Yes, I can. But that's the point: what I can do with Amazon's cloud that I can't do WITHOUT it. There are some benefits having it, especially for some people other than me, but is it a big deal?

Remember the topic of this thread: "Amazon Cloud Drive challenging Apple's iCloud with unlimited music storage". Is this the battlefield right now? The storage limit? Is it REALLY a challenge? I don't think so.
post #28 of 29
Quote:
Originally Posted by grmac View Post

Don't get out into nature much? Although I don't necessarily like listening to music in the Columbia Gorge, local storage is pretty much the only way I can.

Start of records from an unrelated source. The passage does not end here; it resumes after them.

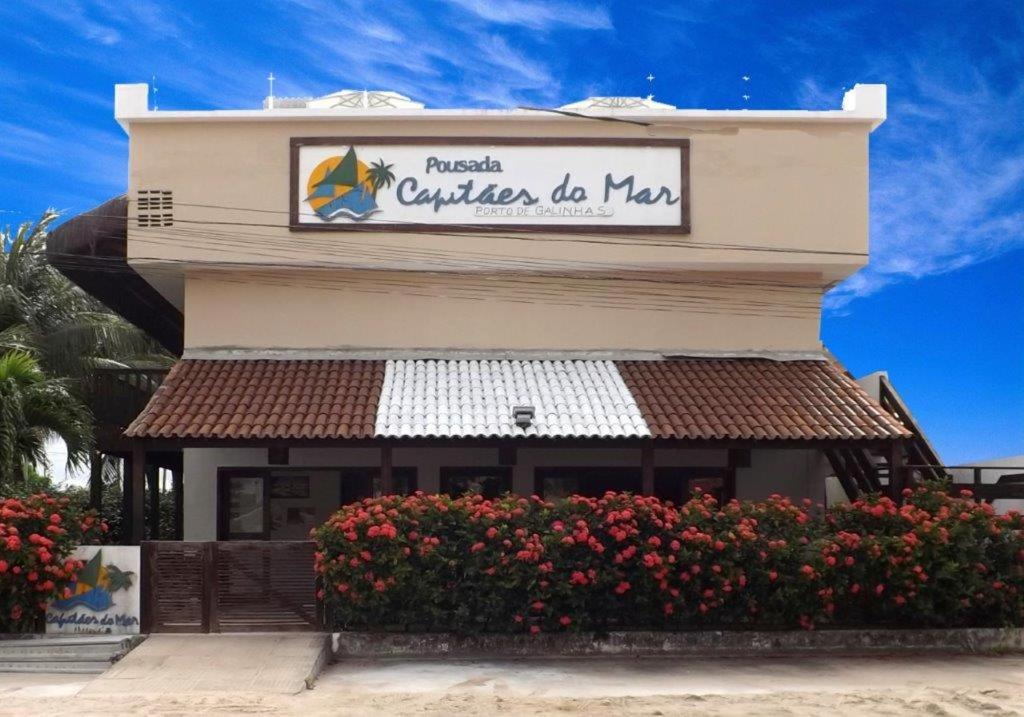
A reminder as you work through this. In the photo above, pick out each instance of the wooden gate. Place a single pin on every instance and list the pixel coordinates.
(238, 586)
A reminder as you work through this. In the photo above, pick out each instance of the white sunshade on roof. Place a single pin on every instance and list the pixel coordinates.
(464, 398)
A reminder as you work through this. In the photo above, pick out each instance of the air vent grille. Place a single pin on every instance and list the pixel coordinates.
(156, 208)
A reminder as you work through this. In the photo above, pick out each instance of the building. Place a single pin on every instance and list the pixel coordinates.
(372, 296)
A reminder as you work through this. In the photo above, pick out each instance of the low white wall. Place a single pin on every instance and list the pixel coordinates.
(798, 473)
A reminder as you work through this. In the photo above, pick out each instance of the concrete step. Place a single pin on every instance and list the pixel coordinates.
(76, 655)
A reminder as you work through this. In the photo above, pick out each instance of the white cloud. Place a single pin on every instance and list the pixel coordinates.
(539, 15)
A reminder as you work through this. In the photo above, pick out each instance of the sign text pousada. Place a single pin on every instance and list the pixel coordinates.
(465, 183)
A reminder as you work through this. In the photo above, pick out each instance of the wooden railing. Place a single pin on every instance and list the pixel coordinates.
(118, 395)
(1009, 484)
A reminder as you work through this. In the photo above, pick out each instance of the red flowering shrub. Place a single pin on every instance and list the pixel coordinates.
(433, 562)
(37, 537)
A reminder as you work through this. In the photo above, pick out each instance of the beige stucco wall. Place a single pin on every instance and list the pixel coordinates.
(756, 187)
(796, 185)
(374, 309)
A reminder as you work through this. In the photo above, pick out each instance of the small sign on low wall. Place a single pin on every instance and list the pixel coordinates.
(104, 599)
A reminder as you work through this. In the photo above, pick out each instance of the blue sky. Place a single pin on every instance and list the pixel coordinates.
(940, 305)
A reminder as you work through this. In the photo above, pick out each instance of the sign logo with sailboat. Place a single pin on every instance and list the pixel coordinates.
(345, 186)
(410, 183)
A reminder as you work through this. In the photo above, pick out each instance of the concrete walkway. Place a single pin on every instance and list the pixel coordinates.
(620, 677)
(807, 686)
(256, 664)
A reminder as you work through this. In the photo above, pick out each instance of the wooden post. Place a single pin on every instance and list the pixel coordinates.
(95, 479)
(647, 469)
(137, 490)
(153, 486)
(387, 473)
(177, 484)
(126, 494)
(897, 475)
(210, 604)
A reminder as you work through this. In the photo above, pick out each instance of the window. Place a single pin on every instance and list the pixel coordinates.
(488, 481)
(357, 483)
(594, 482)
(244, 506)
(677, 484)
(268, 503)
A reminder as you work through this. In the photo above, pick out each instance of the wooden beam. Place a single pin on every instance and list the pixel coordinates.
(136, 487)
(647, 469)
(867, 468)
(95, 479)
(897, 474)
(153, 486)
(845, 479)
(126, 494)
(177, 486)
(387, 472)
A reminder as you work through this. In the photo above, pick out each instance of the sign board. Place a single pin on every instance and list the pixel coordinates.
(104, 599)
(466, 184)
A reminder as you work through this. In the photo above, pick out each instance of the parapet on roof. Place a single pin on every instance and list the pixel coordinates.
(356, 99)
(616, 103)
(862, 104)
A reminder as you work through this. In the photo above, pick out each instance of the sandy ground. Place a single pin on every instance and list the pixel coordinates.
(904, 685)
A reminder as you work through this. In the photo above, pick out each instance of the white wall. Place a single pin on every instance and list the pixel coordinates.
(797, 473)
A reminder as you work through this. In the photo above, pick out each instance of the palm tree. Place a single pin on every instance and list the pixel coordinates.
(35, 409)
(67, 331)
(380, 174)
(44, 314)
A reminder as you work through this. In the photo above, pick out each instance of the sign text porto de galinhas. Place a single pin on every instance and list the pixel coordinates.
(391, 184)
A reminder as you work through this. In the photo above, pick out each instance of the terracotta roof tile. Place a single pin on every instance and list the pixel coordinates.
(744, 398)
(263, 399)
(697, 398)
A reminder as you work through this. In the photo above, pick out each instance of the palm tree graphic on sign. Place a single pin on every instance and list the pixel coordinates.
(380, 174)
(344, 186)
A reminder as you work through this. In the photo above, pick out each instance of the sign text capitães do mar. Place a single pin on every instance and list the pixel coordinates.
(406, 184)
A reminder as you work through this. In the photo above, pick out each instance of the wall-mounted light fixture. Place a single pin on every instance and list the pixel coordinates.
(523, 416)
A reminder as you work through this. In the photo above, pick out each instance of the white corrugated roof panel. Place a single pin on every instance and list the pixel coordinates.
(460, 398)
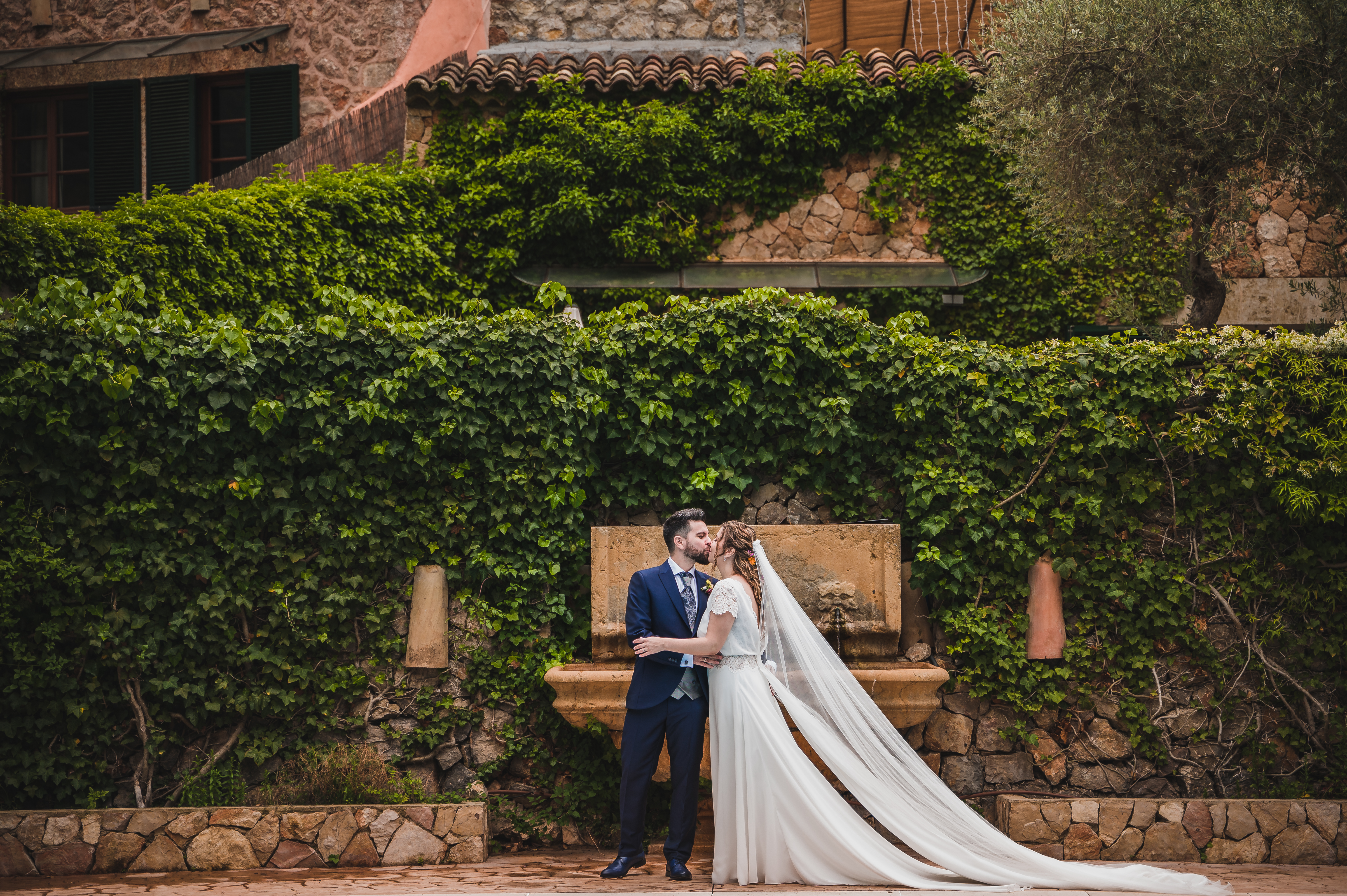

When I'm out in nature the last thing I care about is the cloud and streaming. Everything is shut OFF. If you can't live without that stuff for a while you have more important problems to worry about. I have unlimited data and can pretty much get reception anywhere except in places where I'm hiking. Last thing I need is to talk to people at work or stream my party photos while I'm out trying to get away from just that. Maybe by "getting out much" you mean climbing Mt. Everest or meditating in Tibet or something.
post #29 of 29
Quote:
Originally Posted by solipsism View Post

iCloud also has a lot of other features. Features that competitors can't easily compete with. Heck, they already couldn't make a proper MobileMe competitor and now that they've added so many additional features including API for App Store devs I can't see how others will be able to compete with it except for some singular features.

Not the least of which is because (at least on idevices) Apple wouldn't approve an app that offered these competing services.

Take Cloud Drive for example. On an android phone/tablet it offers streaming and downloading options, and you can toggle the service to automatically download new album purchases to your phone after they've transferred them to the cloud.

The tech for them to offer locally hosted music is there. The problem (as I see it) is that Apple wouldn't allow this on their iDevices because it directly competes with the itunes/icloud ecosystem.

Personally, I prefer how Google handle's local/cloud a little better (Pinning is a lot more intuitive than "deleting" content from a device) But Amazon's service isn't bad.

You're right that no one will ever be able to compete with Apple when it comes to icloud on idevices, but I don't think it will be because they don't have the technology, just not the access.